New Financial  Framework Anchors $27 Billion in Investment Pledges at Nairobi Summit

African leaders and international partners have committed $27 billion in investment pledges at the Africa Forward Summit on Tuesday, to operationalize a new financial framework designed to slash borrowing costs and mobilize domestic savings. 

The New African Financial Architecture for Development (NAFAD), spearheaded by the African Development Bank, received broad diplomatic backing as the primary vehicle to bridge the continent’s persistent $400 billion annual financing gap. 

Central to the initiative is the scaling of African Trade & Investment Development Insurance (@ATI_ACA), establishing a pan-African guarantee mechanism to de-risk projects and attract a larger share of global institutional capital.

African Development Bank President Sidi Ould Tah emphasized that the continent is not capital-poor, holding nearly $4 trillion in domestic savings that currently lack the necessary “risk-transformation” instruments to fuel local industrialization. 

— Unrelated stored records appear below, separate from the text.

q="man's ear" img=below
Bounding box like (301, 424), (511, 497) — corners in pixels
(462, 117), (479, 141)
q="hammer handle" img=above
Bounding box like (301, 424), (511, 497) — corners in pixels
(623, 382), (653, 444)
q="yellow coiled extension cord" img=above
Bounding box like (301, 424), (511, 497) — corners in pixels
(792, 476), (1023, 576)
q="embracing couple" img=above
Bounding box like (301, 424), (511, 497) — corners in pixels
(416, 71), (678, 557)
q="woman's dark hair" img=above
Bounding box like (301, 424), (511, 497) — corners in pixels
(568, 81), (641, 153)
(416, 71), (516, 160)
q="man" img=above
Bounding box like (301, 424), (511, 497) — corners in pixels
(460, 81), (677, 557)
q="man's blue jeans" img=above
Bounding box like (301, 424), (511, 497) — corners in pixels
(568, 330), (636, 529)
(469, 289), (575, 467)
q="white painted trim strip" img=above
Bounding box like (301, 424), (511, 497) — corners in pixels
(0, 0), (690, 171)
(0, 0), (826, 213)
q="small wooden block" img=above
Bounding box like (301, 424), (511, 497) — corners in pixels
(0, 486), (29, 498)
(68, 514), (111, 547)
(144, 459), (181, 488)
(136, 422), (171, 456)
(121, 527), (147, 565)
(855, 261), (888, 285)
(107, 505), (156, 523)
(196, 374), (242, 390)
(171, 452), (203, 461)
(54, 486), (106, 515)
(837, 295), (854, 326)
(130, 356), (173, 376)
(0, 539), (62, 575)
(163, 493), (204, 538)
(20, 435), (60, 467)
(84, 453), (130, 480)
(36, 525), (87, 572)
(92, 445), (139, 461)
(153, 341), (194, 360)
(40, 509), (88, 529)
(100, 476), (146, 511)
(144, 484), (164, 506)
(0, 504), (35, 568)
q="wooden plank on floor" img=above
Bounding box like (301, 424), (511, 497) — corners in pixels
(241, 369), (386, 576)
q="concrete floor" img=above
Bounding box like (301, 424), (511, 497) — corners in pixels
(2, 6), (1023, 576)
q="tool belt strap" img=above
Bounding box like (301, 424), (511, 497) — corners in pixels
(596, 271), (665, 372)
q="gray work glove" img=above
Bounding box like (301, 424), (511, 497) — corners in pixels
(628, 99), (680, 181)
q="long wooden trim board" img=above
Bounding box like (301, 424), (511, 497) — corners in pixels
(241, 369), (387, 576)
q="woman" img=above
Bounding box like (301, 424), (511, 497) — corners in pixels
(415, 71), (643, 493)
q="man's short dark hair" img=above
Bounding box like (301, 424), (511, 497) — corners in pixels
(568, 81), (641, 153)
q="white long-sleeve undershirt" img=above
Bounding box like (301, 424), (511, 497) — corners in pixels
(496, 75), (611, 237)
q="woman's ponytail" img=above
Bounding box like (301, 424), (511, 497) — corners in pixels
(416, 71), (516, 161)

The summit, co-hosted by Kenya and France, drew over 30 heads of state and produced $27 billion in total commitments from French and African private and public sectors to fund critical developmental sectors. 

The gathering in Kenya’s capital city, comes at the height of a fallout between France and its former colonies, mostly (Mali, Niger and Burkina Faso) in West Africa. The summit is the first hosting  for France, outside Francophone countries.

The investment front, pledges focused heavily on energy transition, green industrialization, and digital infrastructure, with French President Emmanuel Macron noting that these investments aim to create 250,000 direct jobs across Africa and France. 

Strategic agreements included a €300 million protocol between Proparco and Ecobank for agriculture, alongside bilateral deals for Kenyan rail modernization, signaling a shift toward sovereign-led, practical economic partnerships over traditional aid. 

“New partnerships must not be built on dependency but on sovereign equality, not on aid or charity but on mutually beneficial investment, and not on extraction or exploitation but on win-win engagements,” President William Ruto said in his speech.

This coordinated architecture marks a milestone in African financial sovereignty, moving toward a system where domestic resources and home-grown guarantees dictate the pace of infrastructure development and small business growth.